WTF? How are people still doing this?

Surely it’s not something you require training on in this day and age? People with different coloured skin, accents, dress and religion might still be from the UK and be as British as you are you racist prat!

while clearly founded on assumptions that could fairly be called racist, just asking someone where they’re from (even if you’re clearly doing it because they are not white) is hardly The Official Worst Thing in the World, is it. Bit much to lose your job over. 

What laz said. Seems like it was clumsily handled on this occasion, but the question isn't inherently racist.

Laz - I have a feeling they are terrified this will give credence to the story that all the royals are racist. I think without the Oprah interview it might have been a retaining matter only but because this can now be used to say “See we told you they were all racist” they had to go.

I shall now take offence when I say I live in Sussex and people ask if I grew up there as they are obviously suggesting I don't like a Sussex man.

God.  She was absolutely determined to fully land that racism, wasn't she?  She was taking no chances.  Really wanted to make sure it couldn't be misconstrued as a doddery old fool being a bit culturally insensitive.



It's well known to be an insensitive thing to ask in that way.  But she's 83 FFS!


Why not just give her last answer?  

Yeah its an old person not with the times - i wouldnt ask the quesiton myself to be honest as I know that is a minefield and if it does come up and they speak with an east london accent just assume they are british and move on - if they want to tell you about their grandparents they will. 

@Threeepwood - Chill the fhuck out, you khunt.

She is 83 and has dedicated her life to serving. It wasn't even bad what she said.

No it wasn't, fairy cake.


Fatty? I'm the one who often gives advice on exercise and diet so as to obtain the perfect six pack, like mine. Your insults are all over the place.

WTF, the full account is coming out now. She pulled away her dreadlocks without asking so she could see her name badge. Big no, no.

this sort of thing just makes me wonder why we put up with the Royal family. Most of them are in the unimpressive - downright thick range and they surround themselves, by and large, by a very small group from an incredibly closed and out of date section of English society. 

I see Wills Prince of Wokeness is already over this like a rash. 

Quite understandable that the lady in question took offence, but tbf upper-class people have a funny, old-fashioned way of speaking. When they say "your people" they mean one's ancestry/family. They also shout "what" if they didn't hear you, which to most people is the height of rudeness. 

She had to go, but this is an occupational hazard of dealing with old, rich people.
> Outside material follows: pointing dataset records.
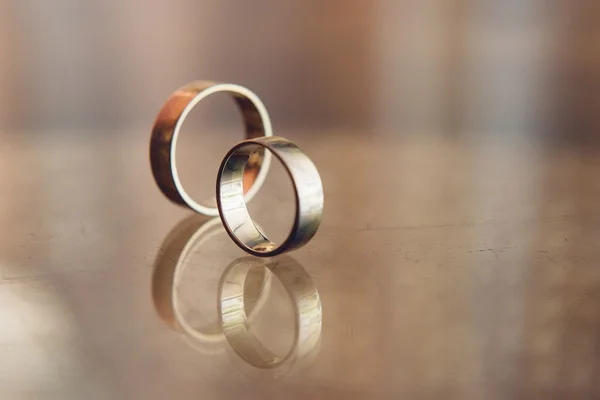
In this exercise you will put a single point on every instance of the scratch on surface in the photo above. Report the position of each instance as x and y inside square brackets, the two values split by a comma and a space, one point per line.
[492, 250]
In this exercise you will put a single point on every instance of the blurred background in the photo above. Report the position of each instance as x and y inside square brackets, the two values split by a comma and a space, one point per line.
[461, 67]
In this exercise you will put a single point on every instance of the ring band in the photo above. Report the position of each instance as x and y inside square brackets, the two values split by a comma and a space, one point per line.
[166, 129]
[232, 311]
[308, 190]
[184, 240]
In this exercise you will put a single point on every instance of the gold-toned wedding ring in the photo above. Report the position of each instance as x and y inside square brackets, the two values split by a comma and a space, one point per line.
[163, 143]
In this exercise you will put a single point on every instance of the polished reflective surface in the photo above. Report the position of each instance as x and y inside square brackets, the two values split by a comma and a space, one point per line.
[445, 268]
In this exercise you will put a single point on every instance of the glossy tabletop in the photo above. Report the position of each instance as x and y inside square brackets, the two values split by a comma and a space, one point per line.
[446, 268]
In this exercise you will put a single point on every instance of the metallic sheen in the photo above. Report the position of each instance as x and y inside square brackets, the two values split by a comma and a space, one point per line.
[305, 300]
[163, 143]
[308, 190]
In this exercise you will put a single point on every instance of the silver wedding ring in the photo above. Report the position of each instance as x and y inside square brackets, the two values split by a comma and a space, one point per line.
[163, 143]
[242, 172]
[308, 190]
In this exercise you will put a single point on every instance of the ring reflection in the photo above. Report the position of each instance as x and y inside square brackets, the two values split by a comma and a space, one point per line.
[234, 299]
[244, 292]
[187, 239]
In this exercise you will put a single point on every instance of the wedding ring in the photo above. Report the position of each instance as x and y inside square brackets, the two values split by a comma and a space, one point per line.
[163, 143]
[308, 190]
[305, 301]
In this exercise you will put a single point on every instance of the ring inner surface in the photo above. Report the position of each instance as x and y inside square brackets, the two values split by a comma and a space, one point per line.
[233, 205]
[254, 128]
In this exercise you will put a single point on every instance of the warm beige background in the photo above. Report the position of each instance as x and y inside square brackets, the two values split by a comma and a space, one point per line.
[461, 66]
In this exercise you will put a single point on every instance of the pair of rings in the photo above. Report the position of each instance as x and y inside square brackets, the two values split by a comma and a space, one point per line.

They're not like us. 

If the account of the conversation above is correct, I think we can all agree that she is a deep and unreconstructed racist.

And an aggressively bullying type of upper class, entitled harridan, I think we can all recognise.

Her age is no real defence, and her social standing should mean that she has, at the very least, manners. Which were clearly lacking in her hectoring of the poor guest.

Sums up the ghastly folk that Chas and Cam are surrounding themselves with.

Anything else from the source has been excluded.